Colgui
Introduction
This utility was initially developed for testing collectl's socket communications
code and for becoming more familiar with perl-Tk. What it does, it does reasonably
well but given the overhead of having to manually draw all the graphics with Tk,
a better solution might be a reimplementation in java or perhaps some other graphics
language. If anyone wants to raise their hand and develop such a tool, I'd be very
supportive of the effort.
One known limitation of colgui is that by having to manually build the plots and also
trying to keep things somewhat simple, all the plots have a fixed y-axis limit controlled
by the plots definition file. In some cases like network interfaces or memory, colgui
can determine the limits at startup. While this works for most situations this a problem
for devices with unknown limits such as storage arrays which can range in limits from
under 100MB/sec to well over 1GB/sec and there is no way to know what the limits are.
Therefore one will have to customize the definitions file with values appropriate to your
system if you care about these numbers. One more good reason for a reimplemantation.
Using Colgui
The main philosopy behind colgui is to allow someone to use the same types of switches
as collectl to select their graphics and intervals, so the command colgui -scn -i2
will display both cpu and network graphics every 2 seconds for the specified systems.
The plots it displays are actually driven off the same plot definitions file that colplot
uses and so if you want to select one or more specific plots by name you can still do so with -p plotname(s) or even define your own plots.

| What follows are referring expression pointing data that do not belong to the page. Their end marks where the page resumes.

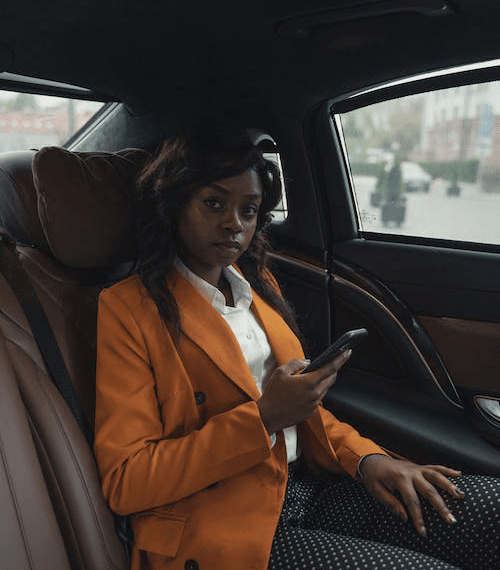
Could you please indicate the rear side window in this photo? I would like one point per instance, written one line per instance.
(29, 121)
(428, 165)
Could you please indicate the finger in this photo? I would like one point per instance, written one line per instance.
(429, 492)
(437, 478)
(414, 508)
(389, 501)
(321, 390)
(445, 470)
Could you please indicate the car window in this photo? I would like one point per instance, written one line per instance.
(281, 211)
(428, 165)
(33, 121)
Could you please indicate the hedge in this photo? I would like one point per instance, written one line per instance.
(465, 170)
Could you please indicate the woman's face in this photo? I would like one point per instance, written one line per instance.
(218, 223)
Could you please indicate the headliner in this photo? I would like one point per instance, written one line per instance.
(150, 53)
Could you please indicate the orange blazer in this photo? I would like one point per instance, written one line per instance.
(179, 441)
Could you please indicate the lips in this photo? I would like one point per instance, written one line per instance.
(229, 245)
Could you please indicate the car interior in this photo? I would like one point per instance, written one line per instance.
(339, 93)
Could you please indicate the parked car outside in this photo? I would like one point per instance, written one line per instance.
(415, 179)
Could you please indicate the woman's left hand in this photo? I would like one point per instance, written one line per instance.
(383, 476)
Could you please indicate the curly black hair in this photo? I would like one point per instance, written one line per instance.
(184, 163)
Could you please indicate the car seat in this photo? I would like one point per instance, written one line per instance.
(70, 216)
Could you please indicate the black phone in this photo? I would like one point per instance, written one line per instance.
(350, 339)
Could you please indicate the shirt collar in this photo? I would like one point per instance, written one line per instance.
(240, 287)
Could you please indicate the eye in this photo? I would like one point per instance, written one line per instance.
(214, 203)
(251, 210)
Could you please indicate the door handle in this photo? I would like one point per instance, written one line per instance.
(489, 407)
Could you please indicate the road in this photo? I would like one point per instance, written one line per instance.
(471, 216)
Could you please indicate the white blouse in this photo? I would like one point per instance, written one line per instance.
(248, 332)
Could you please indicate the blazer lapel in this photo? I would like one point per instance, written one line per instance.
(284, 344)
(207, 328)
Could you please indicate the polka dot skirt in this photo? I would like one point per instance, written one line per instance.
(335, 523)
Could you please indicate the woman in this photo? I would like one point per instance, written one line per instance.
(206, 432)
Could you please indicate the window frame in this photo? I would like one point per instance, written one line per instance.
(347, 228)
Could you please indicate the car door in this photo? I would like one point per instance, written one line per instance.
(420, 268)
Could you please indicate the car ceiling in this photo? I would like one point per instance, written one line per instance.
(194, 54)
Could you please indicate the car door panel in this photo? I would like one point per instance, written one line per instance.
(388, 390)
(455, 297)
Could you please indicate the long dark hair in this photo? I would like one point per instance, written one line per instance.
(184, 163)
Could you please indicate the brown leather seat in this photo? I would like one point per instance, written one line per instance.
(70, 215)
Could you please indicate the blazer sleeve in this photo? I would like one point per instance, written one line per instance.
(141, 467)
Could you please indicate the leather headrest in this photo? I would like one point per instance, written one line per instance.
(78, 205)
(18, 199)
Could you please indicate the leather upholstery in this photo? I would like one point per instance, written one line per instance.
(53, 514)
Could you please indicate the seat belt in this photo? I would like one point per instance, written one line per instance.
(20, 283)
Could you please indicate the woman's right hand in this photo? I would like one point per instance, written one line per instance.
(290, 398)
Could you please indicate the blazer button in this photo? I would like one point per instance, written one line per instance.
(199, 398)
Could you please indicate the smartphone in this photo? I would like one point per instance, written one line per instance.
(350, 339)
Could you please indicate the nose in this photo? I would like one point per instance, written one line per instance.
(232, 221)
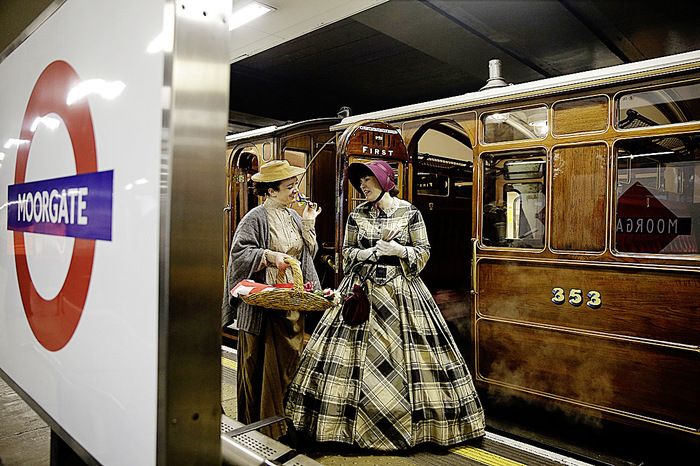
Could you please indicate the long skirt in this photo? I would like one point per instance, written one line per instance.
(266, 365)
(391, 383)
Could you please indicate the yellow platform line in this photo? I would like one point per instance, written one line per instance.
(229, 363)
(482, 456)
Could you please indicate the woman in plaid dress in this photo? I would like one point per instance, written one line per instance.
(396, 380)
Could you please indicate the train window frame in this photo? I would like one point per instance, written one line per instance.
(448, 183)
(504, 115)
(302, 154)
(661, 199)
(266, 151)
(619, 96)
(494, 209)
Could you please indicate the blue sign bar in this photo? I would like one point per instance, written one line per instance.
(77, 206)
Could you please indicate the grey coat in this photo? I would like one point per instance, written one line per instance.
(251, 239)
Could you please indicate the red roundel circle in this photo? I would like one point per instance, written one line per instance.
(53, 322)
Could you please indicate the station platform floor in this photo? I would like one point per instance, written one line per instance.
(25, 439)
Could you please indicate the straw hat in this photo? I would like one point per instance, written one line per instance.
(276, 170)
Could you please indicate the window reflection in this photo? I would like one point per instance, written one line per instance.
(670, 105)
(514, 200)
(658, 195)
(516, 125)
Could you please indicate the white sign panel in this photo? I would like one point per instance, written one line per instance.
(80, 152)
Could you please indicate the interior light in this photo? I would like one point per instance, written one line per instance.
(247, 14)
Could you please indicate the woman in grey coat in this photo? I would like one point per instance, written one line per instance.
(269, 341)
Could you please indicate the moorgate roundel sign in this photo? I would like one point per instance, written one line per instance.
(77, 206)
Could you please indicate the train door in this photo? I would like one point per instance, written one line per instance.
(441, 184)
(241, 197)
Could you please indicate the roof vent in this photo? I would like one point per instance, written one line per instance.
(344, 112)
(495, 79)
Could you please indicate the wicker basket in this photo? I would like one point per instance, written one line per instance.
(289, 299)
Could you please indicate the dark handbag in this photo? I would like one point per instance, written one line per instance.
(356, 306)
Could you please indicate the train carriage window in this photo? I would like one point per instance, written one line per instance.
(658, 195)
(515, 125)
(513, 213)
(658, 107)
(432, 184)
(297, 158)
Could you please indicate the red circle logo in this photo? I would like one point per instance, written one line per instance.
(53, 322)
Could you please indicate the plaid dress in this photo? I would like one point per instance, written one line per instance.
(398, 379)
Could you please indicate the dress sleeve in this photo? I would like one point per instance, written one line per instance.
(308, 233)
(350, 244)
(418, 248)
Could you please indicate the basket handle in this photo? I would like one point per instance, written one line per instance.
(296, 272)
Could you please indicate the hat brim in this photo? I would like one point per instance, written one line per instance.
(356, 171)
(278, 176)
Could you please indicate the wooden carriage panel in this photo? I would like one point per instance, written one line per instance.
(580, 115)
(628, 302)
(579, 197)
(647, 382)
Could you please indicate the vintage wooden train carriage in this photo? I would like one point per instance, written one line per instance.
(571, 208)
(308, 144)
(564, 219)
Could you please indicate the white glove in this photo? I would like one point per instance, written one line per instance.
(365, 254)
(390, 248)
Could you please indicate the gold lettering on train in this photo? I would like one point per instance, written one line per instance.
(375, 151)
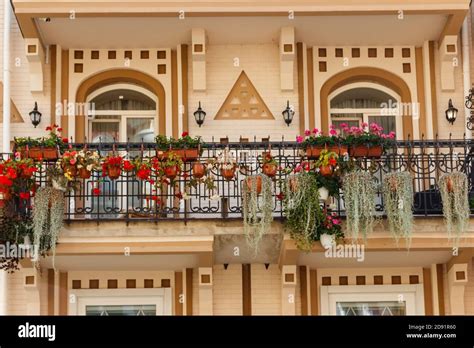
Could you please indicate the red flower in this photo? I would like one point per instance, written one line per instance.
(11, 173)
(25, 195)
(143, 173)
(5, 181)
(128, 166)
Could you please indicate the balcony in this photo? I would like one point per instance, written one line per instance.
(130, 199)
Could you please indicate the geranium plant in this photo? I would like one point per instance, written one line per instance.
(112, 166)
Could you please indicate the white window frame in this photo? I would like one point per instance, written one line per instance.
(412, 294)
(160, 297)
(366, 113)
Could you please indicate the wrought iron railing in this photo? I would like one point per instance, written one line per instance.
(130, 199)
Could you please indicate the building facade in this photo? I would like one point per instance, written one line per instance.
(146, 67)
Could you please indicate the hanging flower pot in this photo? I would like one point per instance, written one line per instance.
(323, 193)
(84, 173)
(228, 173)
(199, 170)
(366, 151)
(325, 170)
(254, 181)
(293, 183)
(5, 195)
(270, 169)
(114, 172)
(327, 240)
(171, 172)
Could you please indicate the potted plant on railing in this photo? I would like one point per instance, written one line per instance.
(329, 230)
(112, 166)
(367, 141)
(46, 148)
(187, 148)
(314, 142)
(327, 163)
(269, 165)
(227, 164)
(172, 165)
(87, 161)
(68, 163)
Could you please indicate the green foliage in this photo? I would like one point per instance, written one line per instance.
(454, 191)
(397, 191)
(359, 197)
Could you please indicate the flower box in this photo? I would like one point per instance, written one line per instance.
(187, 155)
(313, 152)
(40, 153)
(366, 151)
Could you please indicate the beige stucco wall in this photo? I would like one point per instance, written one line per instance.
(21, 95)
(261, 63)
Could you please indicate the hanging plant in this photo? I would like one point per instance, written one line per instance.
(398, 202)
(454, 191)
(302, 209)
(257, 213)
(48, 215)
(359, 198)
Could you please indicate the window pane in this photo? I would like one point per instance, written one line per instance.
(387, 122)
(371, 308)
(139, 129)
(105, 132)
(119, 310)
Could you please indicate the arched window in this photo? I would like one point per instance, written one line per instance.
(357, 103)
(122, 113)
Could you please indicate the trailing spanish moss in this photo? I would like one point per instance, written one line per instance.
(454, 191)
(398, 203)
(48, 216)
(359, 198)
(257, 213)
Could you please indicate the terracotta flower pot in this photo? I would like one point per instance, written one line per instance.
(270, 169)
(313, 152)
(228, 174)
(325, 170)
(256, 182)
(84, 173)
(71, 170)
(199, 170)
(114, 172)
(340, 150)
(26, 173)
(364, 151)
(171, 172)
(5, 195)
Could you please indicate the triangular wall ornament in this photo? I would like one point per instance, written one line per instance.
(244, 103)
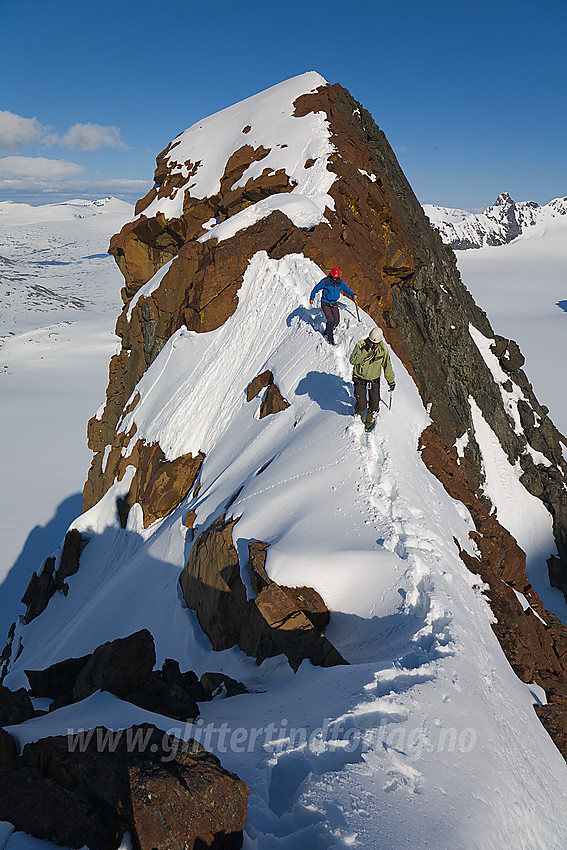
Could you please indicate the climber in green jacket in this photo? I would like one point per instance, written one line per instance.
(369, 357)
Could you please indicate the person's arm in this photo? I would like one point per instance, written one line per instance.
(358, 354)
(389, 372)
(316, 289)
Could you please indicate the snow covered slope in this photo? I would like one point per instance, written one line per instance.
(59, 295)
(523, 288)
(427, 738)
(427, 733)
(499, 224)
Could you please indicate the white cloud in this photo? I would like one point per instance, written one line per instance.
(89, 137)
(43, 189)
(15, 131)
(37, 168)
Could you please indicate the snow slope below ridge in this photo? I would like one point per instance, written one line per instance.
(59, 297)
(430, 739)
(522, 288)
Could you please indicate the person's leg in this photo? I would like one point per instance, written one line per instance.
(374, 395)
(360, 396)
(328, 311)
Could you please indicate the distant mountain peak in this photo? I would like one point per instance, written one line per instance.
(498, 224)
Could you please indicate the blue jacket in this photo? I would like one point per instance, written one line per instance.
(332, 288)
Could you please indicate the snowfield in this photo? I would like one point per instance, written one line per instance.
(427, 738)
(523, 288)
(59, 299)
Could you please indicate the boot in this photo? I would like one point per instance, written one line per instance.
(371, 418)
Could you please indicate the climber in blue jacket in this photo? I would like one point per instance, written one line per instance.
(332, 287)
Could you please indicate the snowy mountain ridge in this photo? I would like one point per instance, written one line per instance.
(428, 736)
(499, 224)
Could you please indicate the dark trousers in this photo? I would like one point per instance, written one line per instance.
(367, 394)
(332, 316)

Both -s and -p can be mixed with the same command. If you don't specify any
switches, like collectl you'll get the default behavior of colgui -scdn -i1 as seen here:
You should note a couple of things:
- the very top of the window shows the refesh interval and width of x-axis as a time
duration which in this case is 1 minute
- each plot shows the host name in its header along with the names of each display
line in the same color as it's displayed
- there is not really room enough to list all line names unless you make the plot
wider
- you can make the plots wider with -xaxis which
allows you to specify the plot width in pixels
Colgui will start a new row of plots for each system but will also limit the number of
plots on a specific row so a system's plots may actually take multiple rows. If you want
more than 3 plots on a single row you can change this with -r.
Geometry
Like collectl, colgui tries to maximuze the use of the display real estate, which
can be critical when a lot of data is being requested either for multiple plots,
systems or both and so introduces the notion of a geometry of which there are 4:
- normal is the default as shown above
- compressed plots look just like normal plots except instead of starting a
new row for each system, all the plots are run together
- the normal and dense display is very similar to the normal display in that each
system starts a new row, but common information like the host and linenames are
factored out of the display and shown one time at the top
- the compressed and dense display is very special as it provides maximum density
and only supports a single plot since none have to show line names or axis labels.
In any event feel free to experiment with different plot geometries and plot dimensions
noting if a particular feature you're looking for doesn't exist it probably won't be
added as I'm not really putting any cycles into enhancing this utility. For more
information about colgui be sure to see the man page and try the --helpadvanced
switch as not all switches are shown by default.